Kendisinin bu avukatlıkları çok meşhurdur, İBDA, MUSTAZAFDER, Sivas davalarında inanılmaz iyi savunmalar yapmıştır. Mavi Marmara Davasında İsrail'i en çok köşeye sıkıştıran avukat kendisidir.  Bugün Salih Mirzabeyoğlu çıkmışsa bu Arınç sayesindedir. Hem kendisi Recep Tayyip Erdoğan’a karşı değildir ki, etrafını saranlara karşıdır. 30 yıllık dostu, 15 yıllık lideri onu dinlemiyorsa, sözlerini değersiz buluyorsa bu onun kabahati midir? 

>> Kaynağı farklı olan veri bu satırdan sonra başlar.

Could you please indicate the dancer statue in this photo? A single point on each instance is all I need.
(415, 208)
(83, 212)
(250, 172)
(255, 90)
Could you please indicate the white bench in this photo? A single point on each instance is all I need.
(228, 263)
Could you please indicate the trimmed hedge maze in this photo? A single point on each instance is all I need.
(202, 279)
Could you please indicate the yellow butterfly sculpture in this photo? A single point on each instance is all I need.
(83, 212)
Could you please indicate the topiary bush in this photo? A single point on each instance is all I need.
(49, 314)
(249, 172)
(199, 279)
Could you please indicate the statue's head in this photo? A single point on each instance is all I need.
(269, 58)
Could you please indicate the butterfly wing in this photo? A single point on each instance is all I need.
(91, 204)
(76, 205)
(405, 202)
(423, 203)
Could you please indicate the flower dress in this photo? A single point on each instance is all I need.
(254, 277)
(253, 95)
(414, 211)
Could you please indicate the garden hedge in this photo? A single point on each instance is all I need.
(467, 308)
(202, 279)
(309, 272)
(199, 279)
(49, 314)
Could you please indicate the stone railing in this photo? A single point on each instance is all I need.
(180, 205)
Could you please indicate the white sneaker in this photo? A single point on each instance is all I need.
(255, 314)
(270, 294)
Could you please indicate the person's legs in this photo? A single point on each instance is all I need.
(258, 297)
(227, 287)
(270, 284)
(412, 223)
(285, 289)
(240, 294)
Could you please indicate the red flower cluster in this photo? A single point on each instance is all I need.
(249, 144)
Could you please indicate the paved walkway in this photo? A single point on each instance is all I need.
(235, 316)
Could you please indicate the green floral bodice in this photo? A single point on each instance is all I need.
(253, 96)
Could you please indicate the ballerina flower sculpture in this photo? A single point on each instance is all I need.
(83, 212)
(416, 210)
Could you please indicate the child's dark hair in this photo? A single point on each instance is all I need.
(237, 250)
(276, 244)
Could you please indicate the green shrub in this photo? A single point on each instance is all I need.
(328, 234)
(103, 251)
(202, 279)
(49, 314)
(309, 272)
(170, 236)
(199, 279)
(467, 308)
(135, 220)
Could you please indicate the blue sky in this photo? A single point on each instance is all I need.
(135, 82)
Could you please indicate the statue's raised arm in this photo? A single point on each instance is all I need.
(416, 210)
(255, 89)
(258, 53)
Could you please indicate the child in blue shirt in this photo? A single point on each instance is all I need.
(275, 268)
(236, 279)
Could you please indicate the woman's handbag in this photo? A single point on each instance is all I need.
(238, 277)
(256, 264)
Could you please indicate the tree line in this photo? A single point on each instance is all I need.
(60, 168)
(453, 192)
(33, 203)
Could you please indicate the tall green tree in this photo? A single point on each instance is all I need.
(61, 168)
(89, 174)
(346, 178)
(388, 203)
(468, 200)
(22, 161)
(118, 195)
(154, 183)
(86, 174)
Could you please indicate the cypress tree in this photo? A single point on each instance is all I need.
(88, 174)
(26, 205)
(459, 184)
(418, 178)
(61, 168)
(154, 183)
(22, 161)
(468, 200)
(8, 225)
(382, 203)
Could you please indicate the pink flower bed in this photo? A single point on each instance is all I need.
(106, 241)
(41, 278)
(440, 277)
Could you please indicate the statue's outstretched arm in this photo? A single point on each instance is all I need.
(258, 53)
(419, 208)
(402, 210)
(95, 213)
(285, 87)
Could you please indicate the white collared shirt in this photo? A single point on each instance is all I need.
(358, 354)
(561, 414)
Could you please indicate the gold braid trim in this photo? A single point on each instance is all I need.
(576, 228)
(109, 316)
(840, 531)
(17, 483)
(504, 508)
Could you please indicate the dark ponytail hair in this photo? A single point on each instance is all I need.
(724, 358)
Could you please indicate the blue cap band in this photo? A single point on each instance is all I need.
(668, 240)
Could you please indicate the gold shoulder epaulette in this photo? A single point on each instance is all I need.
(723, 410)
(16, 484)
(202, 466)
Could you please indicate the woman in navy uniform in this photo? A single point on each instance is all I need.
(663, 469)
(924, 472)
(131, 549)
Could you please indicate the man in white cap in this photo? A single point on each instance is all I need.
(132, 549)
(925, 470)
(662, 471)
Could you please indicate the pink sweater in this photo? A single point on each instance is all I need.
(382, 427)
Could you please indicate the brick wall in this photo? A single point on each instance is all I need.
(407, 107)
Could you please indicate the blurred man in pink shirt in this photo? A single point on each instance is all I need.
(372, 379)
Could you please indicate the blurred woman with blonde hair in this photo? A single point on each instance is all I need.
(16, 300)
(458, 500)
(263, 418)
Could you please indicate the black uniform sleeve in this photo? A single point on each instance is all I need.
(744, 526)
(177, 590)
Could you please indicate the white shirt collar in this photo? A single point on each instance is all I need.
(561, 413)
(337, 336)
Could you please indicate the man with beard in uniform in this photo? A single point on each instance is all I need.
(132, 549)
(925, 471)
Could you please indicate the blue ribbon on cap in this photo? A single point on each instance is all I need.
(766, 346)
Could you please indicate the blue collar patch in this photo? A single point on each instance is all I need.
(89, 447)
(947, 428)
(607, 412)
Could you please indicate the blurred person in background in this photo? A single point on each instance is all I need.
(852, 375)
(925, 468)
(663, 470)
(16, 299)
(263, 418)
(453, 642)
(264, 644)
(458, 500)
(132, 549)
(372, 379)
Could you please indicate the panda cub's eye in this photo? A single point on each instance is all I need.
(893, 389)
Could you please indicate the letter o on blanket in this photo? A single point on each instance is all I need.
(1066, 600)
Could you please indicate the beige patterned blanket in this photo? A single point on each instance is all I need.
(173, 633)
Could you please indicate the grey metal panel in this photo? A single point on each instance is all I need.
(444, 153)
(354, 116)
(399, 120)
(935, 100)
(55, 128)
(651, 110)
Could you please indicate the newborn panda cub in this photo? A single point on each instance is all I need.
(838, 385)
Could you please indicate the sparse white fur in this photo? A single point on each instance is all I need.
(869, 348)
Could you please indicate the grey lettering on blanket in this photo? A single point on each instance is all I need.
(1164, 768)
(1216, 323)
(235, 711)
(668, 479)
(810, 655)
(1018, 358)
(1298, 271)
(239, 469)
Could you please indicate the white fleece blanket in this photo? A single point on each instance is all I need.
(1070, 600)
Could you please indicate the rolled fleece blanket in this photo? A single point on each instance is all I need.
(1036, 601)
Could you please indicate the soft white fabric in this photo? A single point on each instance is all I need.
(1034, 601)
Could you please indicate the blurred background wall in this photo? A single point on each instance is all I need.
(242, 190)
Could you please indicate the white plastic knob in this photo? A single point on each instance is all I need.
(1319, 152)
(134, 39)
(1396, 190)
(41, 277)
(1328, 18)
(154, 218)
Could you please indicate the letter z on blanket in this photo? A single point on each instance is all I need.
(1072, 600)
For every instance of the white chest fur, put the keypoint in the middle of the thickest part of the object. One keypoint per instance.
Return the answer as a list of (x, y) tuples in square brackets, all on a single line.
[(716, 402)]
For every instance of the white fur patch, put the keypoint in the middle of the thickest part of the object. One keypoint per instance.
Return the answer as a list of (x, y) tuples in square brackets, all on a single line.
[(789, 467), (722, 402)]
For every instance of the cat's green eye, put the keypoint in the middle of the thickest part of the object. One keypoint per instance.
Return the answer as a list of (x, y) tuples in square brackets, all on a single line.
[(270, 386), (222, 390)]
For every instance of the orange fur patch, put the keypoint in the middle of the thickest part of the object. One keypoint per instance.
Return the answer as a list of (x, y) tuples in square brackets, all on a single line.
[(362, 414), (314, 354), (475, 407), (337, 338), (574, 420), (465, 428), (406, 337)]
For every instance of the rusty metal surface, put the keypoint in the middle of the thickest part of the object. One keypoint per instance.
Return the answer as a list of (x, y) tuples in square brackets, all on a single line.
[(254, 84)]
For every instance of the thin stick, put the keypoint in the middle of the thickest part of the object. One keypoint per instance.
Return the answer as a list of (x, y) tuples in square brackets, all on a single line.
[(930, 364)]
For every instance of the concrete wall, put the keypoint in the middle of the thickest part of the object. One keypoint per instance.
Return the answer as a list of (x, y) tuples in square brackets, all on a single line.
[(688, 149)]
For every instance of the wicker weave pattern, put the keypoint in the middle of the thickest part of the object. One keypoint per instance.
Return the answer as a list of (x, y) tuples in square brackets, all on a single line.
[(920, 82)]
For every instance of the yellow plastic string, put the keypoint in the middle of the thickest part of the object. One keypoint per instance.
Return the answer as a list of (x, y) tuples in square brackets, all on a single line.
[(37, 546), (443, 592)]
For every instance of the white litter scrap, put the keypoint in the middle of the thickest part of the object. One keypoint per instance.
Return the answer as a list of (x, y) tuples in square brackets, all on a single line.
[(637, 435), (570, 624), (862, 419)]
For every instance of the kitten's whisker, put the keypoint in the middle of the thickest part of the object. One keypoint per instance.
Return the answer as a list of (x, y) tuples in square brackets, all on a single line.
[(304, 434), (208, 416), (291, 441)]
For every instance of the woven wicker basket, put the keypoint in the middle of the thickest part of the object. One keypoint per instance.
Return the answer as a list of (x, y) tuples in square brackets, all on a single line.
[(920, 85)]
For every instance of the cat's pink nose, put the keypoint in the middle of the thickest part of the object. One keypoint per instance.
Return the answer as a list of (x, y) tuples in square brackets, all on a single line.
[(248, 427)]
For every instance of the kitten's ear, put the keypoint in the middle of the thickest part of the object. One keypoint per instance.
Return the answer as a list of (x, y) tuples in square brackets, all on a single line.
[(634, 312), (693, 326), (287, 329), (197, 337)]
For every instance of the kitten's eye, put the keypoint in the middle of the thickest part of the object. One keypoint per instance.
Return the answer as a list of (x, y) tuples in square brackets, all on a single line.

Bülent Arınç elbette doğru bildiklerini anlatacaktır. Hem o dürüstlüğüyle bilinir. Asla kimseyi tehdit etmez, kendisi koca çınar olduğu için bazı hakikatleri şimdilik açıklamaz. O saat 15.00’de açıklama yapacağını söyleyip 17.25’e kadar beklerken insanların mesailerinin bitmesini beklemektedir. Art niyetli düşünenin yarası vardır. Kendisi nezaket timsalidir, canlı yayında insanlara asla hakaret etmez. Cübbesini giymek için sabırsızlandığı Gülen grubunun üç yıldır ahlaksızca saldırdığı bir yazara hakaret etmeyi kendine hak görmüş olabilir, bu onun saygısızlığına değil abiliğine delildir. 


Bülent Arınç daha çok konuşmalıdır. Örneğin MİT Tırları gerçekten Can Dündar'ın iddia ettiği gibi İŞİD'e mi gitmiştir. Eğer İŞİD'e gittiyse kendisi Başbakan Yardımcısı olarak niye o zaman müdahale etmemiştir? Eğer İŞİD'e gitmediyse Can Dündar'ın tutuklanmasına neden karşıdır?


 Ve ilk fırsatta Ak parti kongresinde aday olmalıdır ya da kendisi gibi düşünenlerden birini aday gösterip desteklemelidir. Ak Parti’de bunu yapamıyorsa, tıpkı “ Ak Partiyi kurduğu gibi” başka bir parti kurup siyaset yapmalıdır. Çınar’ın gölgesinde gizlediği hakikatleri de tek tek anlatmalıdır. Dürüstlük, kimseden korkmamak, makam mevki meraklısı olmamak bunu gerektirir.